The troubled and talented Josh Hamilton arrived in Cincinnati as a Rule 5 selection/trade with the Cubs on December 7, 2006. Hamilton was the 1st pick of the Tampa Bay Rays in the 1999 draft but was suspended by MLB for drug violations and had been out of the game for nearly three years. The 26-year old made his ML debut with the Reds on Opening Day of the 2007 season. He received a standing ovation when he lined out to left-field as a pinch-hitter.  Hamilton appeared in just 90 games for the Reds in 2007, hitting .292 with 19 homers. But concerns over injuries and his body breaking down from years of drug use, led to the Reds trading Hamilton following the 2007 season. Hamilton was dealt to the Texas Rangers in exchange for Edison Volquez. Hamilton would hit 32 homers and drive in 130 runs in his first season with the Rangers. He would go on to win AL MVP honors in 2010. Volquez went 17-6 and made the NL All-Star team in his debut season with the Reds.

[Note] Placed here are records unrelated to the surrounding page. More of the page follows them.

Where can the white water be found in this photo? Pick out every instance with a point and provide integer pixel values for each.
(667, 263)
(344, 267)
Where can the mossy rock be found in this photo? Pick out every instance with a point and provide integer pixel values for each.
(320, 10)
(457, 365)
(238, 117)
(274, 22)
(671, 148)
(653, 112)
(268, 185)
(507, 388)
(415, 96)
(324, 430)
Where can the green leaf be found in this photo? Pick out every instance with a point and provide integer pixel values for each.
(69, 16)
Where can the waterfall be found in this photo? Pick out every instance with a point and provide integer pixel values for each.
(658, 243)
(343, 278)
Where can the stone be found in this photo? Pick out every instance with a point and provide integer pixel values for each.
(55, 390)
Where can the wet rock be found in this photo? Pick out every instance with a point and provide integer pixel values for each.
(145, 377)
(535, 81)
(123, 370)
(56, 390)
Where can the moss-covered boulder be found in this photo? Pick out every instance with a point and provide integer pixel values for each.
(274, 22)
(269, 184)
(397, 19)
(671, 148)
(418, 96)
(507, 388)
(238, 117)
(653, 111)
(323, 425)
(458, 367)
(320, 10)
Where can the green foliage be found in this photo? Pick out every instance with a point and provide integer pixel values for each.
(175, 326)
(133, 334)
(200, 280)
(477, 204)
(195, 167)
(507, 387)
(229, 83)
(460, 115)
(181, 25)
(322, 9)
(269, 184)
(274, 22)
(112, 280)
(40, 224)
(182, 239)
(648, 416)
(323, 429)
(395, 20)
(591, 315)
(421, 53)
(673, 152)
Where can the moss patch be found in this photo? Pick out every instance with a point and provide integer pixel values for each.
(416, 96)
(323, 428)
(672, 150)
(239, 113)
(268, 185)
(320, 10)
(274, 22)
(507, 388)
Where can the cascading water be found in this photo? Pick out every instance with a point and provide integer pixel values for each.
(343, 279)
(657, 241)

Thad Matta leaves for Ohio State

Matta arrived at Xavier from Butler, taking over when Skip Prosser departed for Wake Forest. Matta guided the Musketeers to a 78-23 record over three seasons, winning 26 games each year. He led Xavier to the school's first Elite 8 appearances in 2003-2004. Less than a week after saying he had no interest in the Ohio State job, Matta bolted for Columbus under a cloud of secrecy that angered many XU fans.

Paul O'Neill traded to the Yankees for Roberto Kelly  

On November 3, 1992, in his first trade, new Reds GM Jim Bowden traded Paul O'Neill to the Yankees for Roberto Kelly. O'Neill became a batting champion and won four World Series with the Yankees. Kelly hit .319 in 78 games for the Reds in his first season ('93), but was traded to Atlanta in exchange for Deion Sanders during the 1994 seasons. After hitting .259 in his first eight seasons with the Reds, O'Neill would hit .303 in nine seasons with the Yankees.

Dusty Baker fired after 3rd place finish

Dusty Baker produced the Reds first winning season since 2000, when he guided the Reds to the 2010 NL Central division title. Baker would take the Reds to the playoffs again in 2012 and 2013, but failed to win a playoff series, including blowing a 2-0 lead vs San Francisco in 2012. He was fired following a 3rd place Wild Card finish after 2013. The Reds have not sniffed winning since his departure.

Chris Mack leaves for Louisville

The hometown product led the Xavier Musketeers for nine seasons, going 215-97 (.689) with four Sweet 16 appearances and an Elite 8.